Crime & Courts

Ex-Wichita cop who fired fatal shots gets probation in building shooting

A former Wichita police officer still facing an investigation and a lawsuit over a fatal shooting more than two years ago has received probation for a subsequent shooting that damaged a building.

In a related development, District Attorney Marc Bennett said Monday that this week he will announce his office’s finding into whether the former officer, Randy Williamson, was justified in the fatal shooting of 24-year-old Troy Lanning II while Williamson was on duty in April 2012. Bennett said he couldn’t yet disclose the finding.

Court records show that Williamson last week entered what is known as an Alford plea in the 2012 building shooting. That means he is accepting a plea offer without an admission of guilt. He entered the plea to an amended complaint that reduced his criminal-damage-to-property charge from a felony to a misdemeanor. The plea also includes a misdemeanor charge of falsely reporting a crime.

Williamson, 33, had been facing trial this month. Prosecutors accused him of firing shots that damaged a south Wichita building while he was on duty in September 2012. They also alleged that he falsely reported a crime, apparently about the incident.

Even if Williamson had pleaded guilty to the felony damage charge, it also would have called for probation, Bennett said.

“Ninety percent of the cases across the nation are resolved with negotiation, and we treated this case like any other,” Bennett said of the reduced charge.

Williamson received 12 months of probation.

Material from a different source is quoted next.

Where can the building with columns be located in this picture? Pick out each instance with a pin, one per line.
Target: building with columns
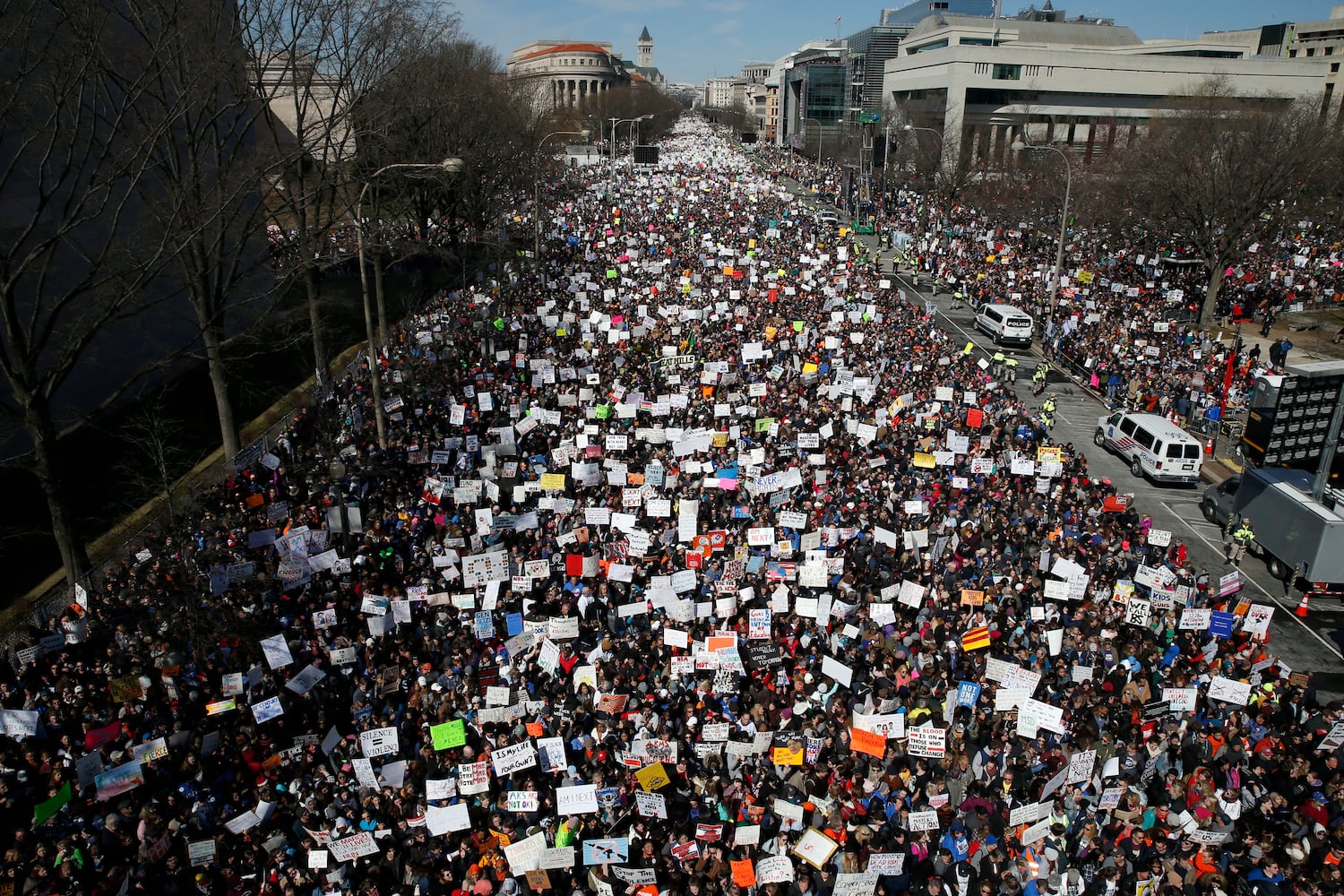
(1082, 82)
(564, 73)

He must “continue with psychological therapy … until successfully discharged” and must pay restitution of $5,879.72, says a document filed in Sedgwick County District Court.

Patrick Mitchell, Williamson’s attorney in the damage case, said last month that when Williamson allegedly shot at the building, he was suffering from post-traumatic stress disorder, or PTSD, as a result of the fatal shooting five months earlier. Mitchell said Monday that he wanted to stress that the only therapy Williamson must continue is for PTSD from the fatal shooting.

Soon after the building shooting, police said that Williamson fired several times after he said someone acting suspiciously appeared ready to shoot at him with a rifle or shotgun. Williamson, then a nine-year veteran, was parked in the 2800 block of West Pawnee doing paperwork just before midnight. Investigators found no evidence that anyone fired at him.

About three weeks after the building shooting, The Eagle, citing a law enforcement source, reported that the incident raised “grave concerns” that led to the officer immediately being taken off street duty.

Williamson also is a defendant, along with the city, in a civil case filed by Lanning’s mother. While on duty in April 2012, Williamson chased Lanning and shot him several times after Lanning allegedly reached into a bag.

The lawsuit, filed in March, claims that the city knew or should have known that Williamson had “mental problems and violent tendencies.” The lawsuit also contends that Williamson wrongfully and unnecessarily killed Lanning when he was unarmed and “as he lay on the ground already wounded and helpless.”

The lawsuit seeks more than $75,000.

The city’s lawyers argued that “Williamson was justified in using deadly force,” that he “reasonably perceived” a threat posed by Lanning.

A separate lawyer for Williamson, Arthur Chalmers, provided this narrative:

The shooting began with a late-night, high-speed chase. Williamson saw a man carrying a bag in his hands run from the fleeing SUV.

Williamson repeatedly yelled commands for Lanning to stop. Williamson drew his service revolver from the holster because of “the risk of serious injury that Mr. Lanning posed to him and others,” the narrative says.

After Williamson yelled for Lanning to drop the bag and show his hands, Lanning ignored the officer, turned “and raised the bag as if to shoot a gun inside the bag.” When Lanning “continued the aggressive movement,” it forced Williamson to “fire a volley” of five to six rounds, Chalmers wrote in a court document.

Lanning rolled and lifted the bag with his right hand inside “as if to fire a gun,” and when Lanning continued to ignore commands, it forced Williamson to fire a second volley of two to three rounds, Chalmers said.